Inspiring students to explore food science is the first step. Encourage food scientists in your organization and community to mentor, to be judges at science fairs, to visit and participate in career fairs, and just be visible in their communities. I have given guest lectures in a variety of forums on such topics as fraudulent labels and food adulteration. I was lucky to have an uncle who introduced me to two professors in food science during my junior year of high school. I never looked back. Not all of the students we touch will be inspired to select food science, but they will be aware of the opportunities. These efforts should increase the potential pool.
Offer internships to students early in their education. By the time a student is a junior or senior in college, his or her educational path is largely set. The costs for a change in major can become prohibitive. If you reach out to students in their first or second year and expose them to opportunities to make the food supply safer and to better feeding the world, they have the option of choosing food science and maybe eventually becoming those needed food safety professionals. The research program I run for SmartWash Solutions provides opportunities for up to 12 students to assist with the design and execution of cutting-edge research in food safety for the fresh cut produce industry. With a little training, these students can learn to operate pilot plant equipment and learn to analyze samples. These young, enthusiastic students enjoy the opportunity to work in this team environment. The internships are vastly superior to jobs working in fast food restaurants in terms of educational value. These students allow me to accomplish much more than I can alone. Interns can become great regular employees, although it may not occur immediately due to their needs to finish their educations.
Mentoring all those who are coming along behind you is another way to increase the pool and to find the next generation of food safety professionals. Take the time to explain why you have asked for things and explain the importance of tasks. Expose people to the critical thinking and problem solving process of enhancing food safety. Let them see how food safety makes a difference.
There is little doubt that food safety professionals are needed today and will be needed tomorrow.
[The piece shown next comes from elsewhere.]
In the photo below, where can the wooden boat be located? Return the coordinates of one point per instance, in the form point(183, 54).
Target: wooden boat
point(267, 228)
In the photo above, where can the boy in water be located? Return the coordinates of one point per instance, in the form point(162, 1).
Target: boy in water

Turnover is as inevitable as death, and we are going to need new champions of food safety. Some might argue that the need is greater today than ever before. Others would argue that detection and reporting have just made the problems appear bigger with the advent of the powerful molecular biology tools being applied today. In either case, there have certainly been some recent outbreaks that have made headlines including those involving romaine lettuce. Additionally, FSMA is focusing more attention on food safety and mandating that people with specific skills perform various required tasks. Clearly, the need for food safety professionals is ongoing.
Great article. However, we must also consider that “food safety professionals” in context of small/very small manufacturing realities are often regular people that have found themselves in these positions and have had to learn all it entails through courses in HACCP, SQF or the like. Just because these professionals don’t have a degree (something that almost all QA managers I’ve met actually don’t have) doesn’t make them less knowledgeable. Sometimes hands-on experience in the process and in the grind of a day-to-day operation is way more effective at recognizing hazards.